The last push through to the end is probably the hardest part about writing. I’m not quite sure why this is. Maybe it’s because when you first start, it’s all new and exciting, and as you near the finish line, your left brain gets tired out. Maybe it’s because of that fear of finishing, fear of commitment, or fear of success. Or maybe it won’t happen at all for you. But it did for me. The closer I got to the end, the harder it was to continue. Some things I found that helped: setting daily editing goals, loads of self-encouragement, and frequent breaks.

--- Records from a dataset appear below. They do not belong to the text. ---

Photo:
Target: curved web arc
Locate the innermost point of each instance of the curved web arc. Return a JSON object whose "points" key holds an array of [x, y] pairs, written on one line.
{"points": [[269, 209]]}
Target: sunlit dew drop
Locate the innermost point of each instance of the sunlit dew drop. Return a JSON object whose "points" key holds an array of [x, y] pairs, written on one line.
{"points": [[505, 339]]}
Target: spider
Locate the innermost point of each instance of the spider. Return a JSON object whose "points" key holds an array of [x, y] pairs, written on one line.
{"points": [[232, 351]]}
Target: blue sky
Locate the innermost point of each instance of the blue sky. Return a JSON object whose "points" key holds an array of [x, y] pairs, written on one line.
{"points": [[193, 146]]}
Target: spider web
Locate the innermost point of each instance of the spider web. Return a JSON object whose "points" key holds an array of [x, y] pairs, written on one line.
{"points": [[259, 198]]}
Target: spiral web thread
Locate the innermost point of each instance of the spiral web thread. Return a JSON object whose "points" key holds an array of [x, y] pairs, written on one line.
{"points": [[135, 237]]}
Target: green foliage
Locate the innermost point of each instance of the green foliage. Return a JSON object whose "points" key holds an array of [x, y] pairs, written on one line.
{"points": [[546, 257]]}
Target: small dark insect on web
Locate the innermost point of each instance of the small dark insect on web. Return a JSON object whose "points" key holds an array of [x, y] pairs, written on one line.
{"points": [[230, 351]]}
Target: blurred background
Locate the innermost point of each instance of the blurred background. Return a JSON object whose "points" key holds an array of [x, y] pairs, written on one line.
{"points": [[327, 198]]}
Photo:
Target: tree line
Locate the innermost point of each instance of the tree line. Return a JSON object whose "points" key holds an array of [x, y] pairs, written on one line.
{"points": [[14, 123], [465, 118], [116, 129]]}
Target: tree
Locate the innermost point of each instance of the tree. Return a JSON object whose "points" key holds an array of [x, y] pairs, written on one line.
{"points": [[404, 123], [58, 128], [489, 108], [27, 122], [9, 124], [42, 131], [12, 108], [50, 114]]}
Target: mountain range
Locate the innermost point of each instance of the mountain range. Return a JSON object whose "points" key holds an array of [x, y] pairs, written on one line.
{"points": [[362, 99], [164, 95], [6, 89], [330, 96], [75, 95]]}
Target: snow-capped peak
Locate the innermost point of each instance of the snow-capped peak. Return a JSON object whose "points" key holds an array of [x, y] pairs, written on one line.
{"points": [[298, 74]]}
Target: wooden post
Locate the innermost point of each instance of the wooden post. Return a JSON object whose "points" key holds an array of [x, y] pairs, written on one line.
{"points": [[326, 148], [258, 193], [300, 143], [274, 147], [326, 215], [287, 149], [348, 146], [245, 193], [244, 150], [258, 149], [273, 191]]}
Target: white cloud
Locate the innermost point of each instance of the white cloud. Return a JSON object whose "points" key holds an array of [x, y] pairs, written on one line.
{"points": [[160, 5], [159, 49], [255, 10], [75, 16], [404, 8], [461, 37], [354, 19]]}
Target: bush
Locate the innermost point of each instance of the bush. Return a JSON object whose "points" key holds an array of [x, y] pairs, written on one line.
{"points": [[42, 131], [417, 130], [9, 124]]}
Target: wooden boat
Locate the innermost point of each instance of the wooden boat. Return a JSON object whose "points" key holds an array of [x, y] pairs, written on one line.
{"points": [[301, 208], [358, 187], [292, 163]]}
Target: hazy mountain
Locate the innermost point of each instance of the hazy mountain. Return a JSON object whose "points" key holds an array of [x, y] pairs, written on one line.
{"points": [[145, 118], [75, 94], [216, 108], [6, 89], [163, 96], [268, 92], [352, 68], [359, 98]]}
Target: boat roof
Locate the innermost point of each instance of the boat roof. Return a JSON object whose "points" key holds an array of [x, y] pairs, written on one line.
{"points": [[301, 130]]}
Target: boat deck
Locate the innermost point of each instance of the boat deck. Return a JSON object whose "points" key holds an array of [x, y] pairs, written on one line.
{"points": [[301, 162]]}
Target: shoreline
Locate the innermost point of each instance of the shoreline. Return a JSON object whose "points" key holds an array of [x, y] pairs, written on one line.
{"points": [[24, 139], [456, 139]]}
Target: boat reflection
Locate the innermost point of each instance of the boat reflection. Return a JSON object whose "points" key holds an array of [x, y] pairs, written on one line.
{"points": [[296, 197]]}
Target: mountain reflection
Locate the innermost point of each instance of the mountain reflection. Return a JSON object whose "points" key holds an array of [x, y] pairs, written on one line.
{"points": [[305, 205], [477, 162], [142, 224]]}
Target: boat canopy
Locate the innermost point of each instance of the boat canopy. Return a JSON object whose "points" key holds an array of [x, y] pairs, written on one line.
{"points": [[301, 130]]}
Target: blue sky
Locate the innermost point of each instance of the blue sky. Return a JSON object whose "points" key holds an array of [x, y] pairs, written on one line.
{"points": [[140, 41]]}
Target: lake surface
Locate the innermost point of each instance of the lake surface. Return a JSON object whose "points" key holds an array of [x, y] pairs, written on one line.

Maybe it’s just my imagination, but the editing phase of the writing process seems to get the short end of the stick. There is plenty of advice on how to write, how to write better, and how to write faster. But few articles I’ve read are about what to do after you’ve written your first draft. It may not be sexy or glamorous, but editing is a key phase of writing. And it can be difficult, depending on how good you are at it. And I don’t think you can completely off-load the editing phase onto a paid editor, because your editor doesn’t share your vision of your story, and it is your story. Maybe he can correct your grammar and offer suggestions for improvement, but only you can know whether it’s “right.” So you have to be the final arbiter, the final editor.